Let's say I have a MyISAM table (amongst other tables) with 2938347 rows. This table is merely being used for logging and doesn't get emptied very often.

By not regularly archiving or deleting these rows, does having this table around affect server performance?

Then, what about tables/databases on a MySQL server that are massive in size, but aren't accessed all that often. These tables co-exist with frequently accessed/queried tables, and I'm wondering if they're causing problems or not.

Darius

Best Answer

This would depend upon the queries you issue (suppose the large table is mydb.logtable).

ASPECT #1

For starters, think about the MyISAM storage engine. It only caches index pages in the MyISAM key cache (sized by key_buffer_size). If any queries against mydb.logtable reads a significant number of index pages from /var/lib/mysql/mydb/logtable.MYI, the query mya purge out index pages from other tables. This would causes other queries for those other table to have to reread them index pages from disk again.

ASPECT #2

Any queries against a large MyISAM table that is infrequently accessed may have old index statistics, possibly resulting in full table scans down the road.
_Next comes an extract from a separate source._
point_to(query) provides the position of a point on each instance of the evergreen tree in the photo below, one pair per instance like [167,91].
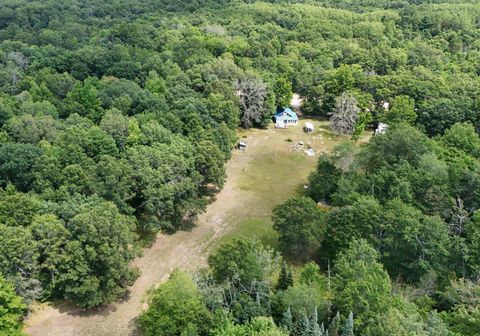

During off hours, you should setup a crontab job that runs this SQL command:

ANALYZE TABLE mydb.logtable;

This will rebuild the index statistics.

ASPECT #3

Regardless of Storage Engine (or even RDBMS), any query that requests more that 5% of a table's total size would cause the MySQL Query optimizer to stop using indexes and do full table scans. For example, if you query data for a year and a table contains less than 20 years of log info, it is very probable that a full table scan will happen.

ASPECT #4

If the cardinality of the indexes is very low, a certain key combination could result in a query not using any indexes and do a full table scan.

For a demonstration of low cardinality affecting query performance and EXPLAIN plain generation, see my Nov 13, 2012 post Must an index cover all selected columns for it to be used for ORDER BY?

SUGGESTION

You should schedule some form of log rotation. Perhaps this:

SET @tb1 = 'mydb.logtable';
SET @tb2 = CONCAT(@tb1,'_',date_format(now(),'%Y%m%d_%H%i%s'));
SELECT CONCAT('ALTER TABLE ',@tb1,' RENAME ',@tb2) INTO @sql_1;
SELECT CONCAT('CREATE TABLE ',@tb1,' LIKE ',@tb2) INTO @sql_2;
PREPARE s FROM @sql_1; EXECUTE s; DEALLOCATE PREPARE s;
PREPARE s FROM @sql_2; EXECUTE s; DEALLOCATE PREPARE s;

This will keep the log file lean and mean and archive the most recent entries.